That fact is even more interesting given that Congress cut off taxpayer funding for making Playboy Magazine available in Braille in 1985, according to the Washington Post.

The Post reported that the Library of Congress had been publishing magazines in Braille since the 1970s. But in the ’80s, Republican lawmakers were “concerned with the moral implications of taxpayer-funded pornographic material” and actually wanted to stop the service for Playboy.

This sparked a huge debate within Congress, with some calling it “censorship.”

“I just think that when we have a budget deficit of $200 billion, this is an unwise use of taxpayers’ money,” Rep. Chalmers Wylie said in 1981, according to the Post. “I think Playboy assails traditional moral values and peddles licit as well as illicit sex. I believe that promoting the reading of Playboy in this way does lead to undesirable activities.”

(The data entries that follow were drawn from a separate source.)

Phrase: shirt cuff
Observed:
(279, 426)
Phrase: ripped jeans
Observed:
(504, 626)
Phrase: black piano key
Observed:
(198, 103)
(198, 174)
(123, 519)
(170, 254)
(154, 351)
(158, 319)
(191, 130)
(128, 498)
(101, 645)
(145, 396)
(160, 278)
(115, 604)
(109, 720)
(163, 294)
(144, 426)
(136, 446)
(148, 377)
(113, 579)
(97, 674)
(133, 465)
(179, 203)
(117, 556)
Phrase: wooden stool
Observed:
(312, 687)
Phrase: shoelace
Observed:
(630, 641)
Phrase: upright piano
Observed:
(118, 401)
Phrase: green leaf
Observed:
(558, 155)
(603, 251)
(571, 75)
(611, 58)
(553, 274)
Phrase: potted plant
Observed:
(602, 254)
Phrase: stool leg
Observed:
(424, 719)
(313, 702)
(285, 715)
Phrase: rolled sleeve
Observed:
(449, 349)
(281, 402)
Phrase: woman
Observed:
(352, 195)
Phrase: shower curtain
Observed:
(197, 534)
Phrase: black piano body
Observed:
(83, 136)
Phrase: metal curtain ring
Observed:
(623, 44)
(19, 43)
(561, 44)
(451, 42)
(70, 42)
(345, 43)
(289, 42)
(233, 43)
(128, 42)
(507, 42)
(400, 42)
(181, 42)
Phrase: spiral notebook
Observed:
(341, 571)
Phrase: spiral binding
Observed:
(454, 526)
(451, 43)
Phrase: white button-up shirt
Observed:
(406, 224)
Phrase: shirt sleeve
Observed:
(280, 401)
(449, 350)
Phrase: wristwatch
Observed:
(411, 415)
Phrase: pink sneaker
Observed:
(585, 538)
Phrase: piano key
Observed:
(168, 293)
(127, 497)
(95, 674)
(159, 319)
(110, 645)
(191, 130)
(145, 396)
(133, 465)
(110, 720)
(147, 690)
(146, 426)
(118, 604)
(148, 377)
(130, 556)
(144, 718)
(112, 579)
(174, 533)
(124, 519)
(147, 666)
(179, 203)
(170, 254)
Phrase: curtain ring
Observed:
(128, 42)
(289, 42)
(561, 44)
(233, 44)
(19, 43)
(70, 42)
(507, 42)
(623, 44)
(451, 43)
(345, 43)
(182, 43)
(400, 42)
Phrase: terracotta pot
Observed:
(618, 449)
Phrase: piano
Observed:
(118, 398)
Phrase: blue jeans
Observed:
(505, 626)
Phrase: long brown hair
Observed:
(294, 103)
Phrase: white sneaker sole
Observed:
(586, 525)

The Senate apparently agreed and voted to stop taxpayer funds from publishing Playboy in Braille. Then, a group of Playboy readers sued for the right to read the magazine, and a U.S. District Court judge overturned the ban, citing a violation of the First Amendment.

The Library of Congress has since been publishing them again and Playboy is now among 30 general-interest magazines published in Braille by the National Library Service for the Blind and Physically Handicapped. And it has 500 regular readers.

A spokesperson for the NLS has not yet responded to TheWrap’s request for comment.